The problem in this case seems to me that she advocates for a strict binary conception of sex identity and that she pushed for it to be more important than gender in social situations such as sport. Part of the confusion also comes from the fact that she acknowledges parts of what the lgbt movment fights for but she fights against the rest, which happens frequently in TERF rethorics afaik
Yup pretty much. It's... complicated if you really dive into it. I'm saying this as a trans person - there are biological differences between people. In literally everyone, though - it's not just a sex thing. No two males, females, intersex, or otherwise are alike biologically. Everyone's biological stats are different. Even twins are different.
These categories exist in science to easily communicate basic ideas based on medical observations. But once you get to the nitty-gritty of a person's personal medical history it's really hard to categorize certain things.

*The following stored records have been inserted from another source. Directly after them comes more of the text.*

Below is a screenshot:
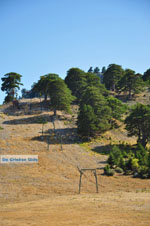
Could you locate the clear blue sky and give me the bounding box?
[0,0,150,103]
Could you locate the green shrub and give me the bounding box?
[107,146,123,166]
[115,167,124,173]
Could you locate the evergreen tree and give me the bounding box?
[88,67,93,73]
[118,69,144,99]
[143,68,150,81]
[86,73,108,96]
[103,64,124,91]
[77,104,98,137]
[1,72,23,103]
[102,67,106,74]
[78,86,111,136]
[125,103,150,147]
[65,68,87,102]
[32,74,59,101]
[49,78,75,115]
[93,67,100,75]
[107,96,127,120]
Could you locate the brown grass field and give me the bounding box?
[0,99,150,226]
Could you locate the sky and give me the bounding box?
[0,0,150,104]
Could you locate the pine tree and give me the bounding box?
[1,72,23,103]
[49,78,75,115]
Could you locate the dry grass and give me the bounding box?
[0,100,150,226]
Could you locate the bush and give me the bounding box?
[115,167,123,173]
[104,165,115,176]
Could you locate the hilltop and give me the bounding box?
[0,96,150,225]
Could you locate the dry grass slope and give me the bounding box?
[0,99,150,226]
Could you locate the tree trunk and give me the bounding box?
[54,108,57,116]
[44,93,47,101]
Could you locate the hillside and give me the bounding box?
[0,99,150,226]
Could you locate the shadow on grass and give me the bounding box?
[92,144,136,155]
[32,128,81,144]
[3,114,52,125]
[4,100,50,116]
[92,145,113,155]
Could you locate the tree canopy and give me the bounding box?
[118,69,144,99]
[103,64,124,91]
[65,68,86,102]
[1,72,23,103]
[125,103,150,147]
[77,86,111,136]
[32,73,59,101]
[143,68,150,81]
[49,78,75,115]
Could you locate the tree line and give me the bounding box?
[1,64,150,147]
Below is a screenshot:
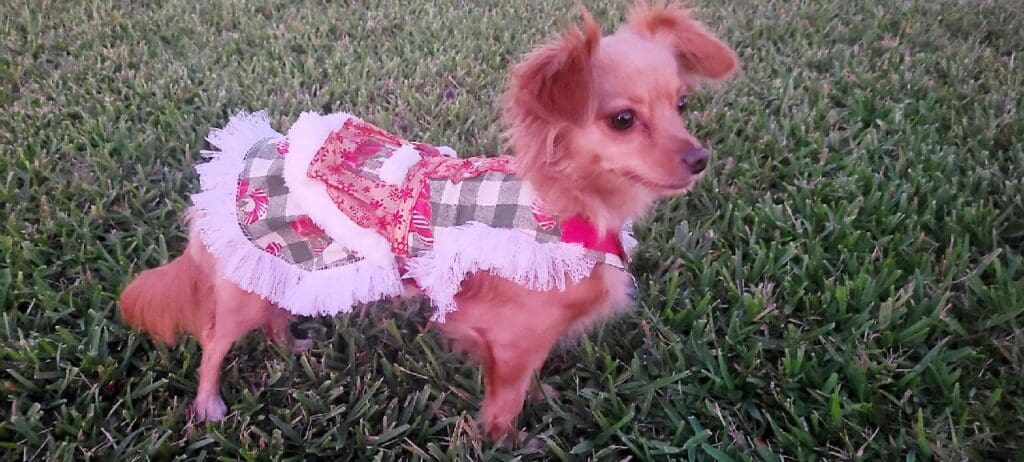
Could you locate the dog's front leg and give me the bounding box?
[193,279,276,422]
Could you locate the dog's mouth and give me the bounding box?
[620,170,702,194]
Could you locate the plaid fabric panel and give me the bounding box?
[430,172,561,243]
[236,139,359,270]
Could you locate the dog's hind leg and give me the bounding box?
[263,305,313,354]
[193,279,272,421]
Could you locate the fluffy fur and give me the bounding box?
[121,4,738,438]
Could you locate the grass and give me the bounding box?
[0,0,1024,461]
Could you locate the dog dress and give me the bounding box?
[191,112,635,322]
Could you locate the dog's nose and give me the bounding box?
[683,146,709,174]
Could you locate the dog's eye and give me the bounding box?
[611,110,637,130]
[676,94,690,114]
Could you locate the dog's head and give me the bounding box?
[504,4,738,227]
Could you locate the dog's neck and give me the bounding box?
[523,168,652,235]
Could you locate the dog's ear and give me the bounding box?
[627,1,739,80]
[506,7,601,123]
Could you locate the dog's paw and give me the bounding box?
[292,338,313,354]
[191,396,227,422]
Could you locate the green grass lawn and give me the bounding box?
[0,0,1024,461]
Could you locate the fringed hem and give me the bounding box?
[406,221,597,323]
[189,112,401,314]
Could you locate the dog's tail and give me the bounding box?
[120,249,212,345]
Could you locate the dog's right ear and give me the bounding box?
[505,8,601,124]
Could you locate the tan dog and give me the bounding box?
[121,5,738,438]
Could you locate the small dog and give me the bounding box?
[120,4,738,438]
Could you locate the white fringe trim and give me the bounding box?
[188,112,402,314]
[406,221,597,323]
[284,112,396,267]
[377,144,422,184]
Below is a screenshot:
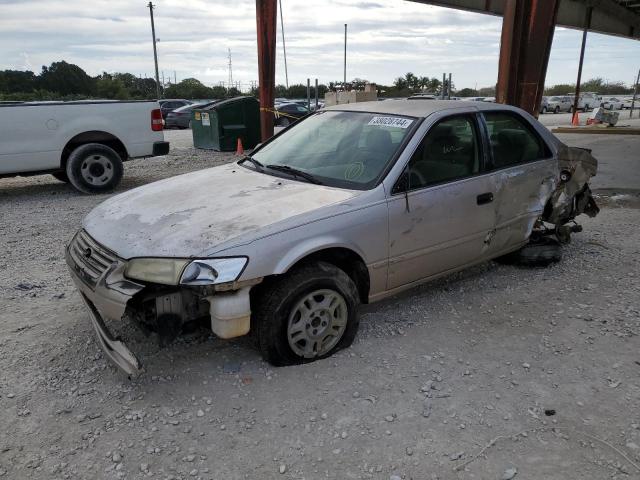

You can have "true" females with more male hormones than "true" males and vice-versa. You can be born without any sex organs and still develop into an adult.
Bodies are weird. Medical science is very complicated and interesting. We really don't know what we're doing still or how a lot of our biology operates. Can you attribute someone's sports prowess to their hormones? Maybe? I don't know. I don't think it matters in the grand scheme of things. I think someone's determination to do something is a bigger indicator of how well they'll do in the end.
Nothing's certain in science. Disproving something is easy. Proving things is a lot harder lol.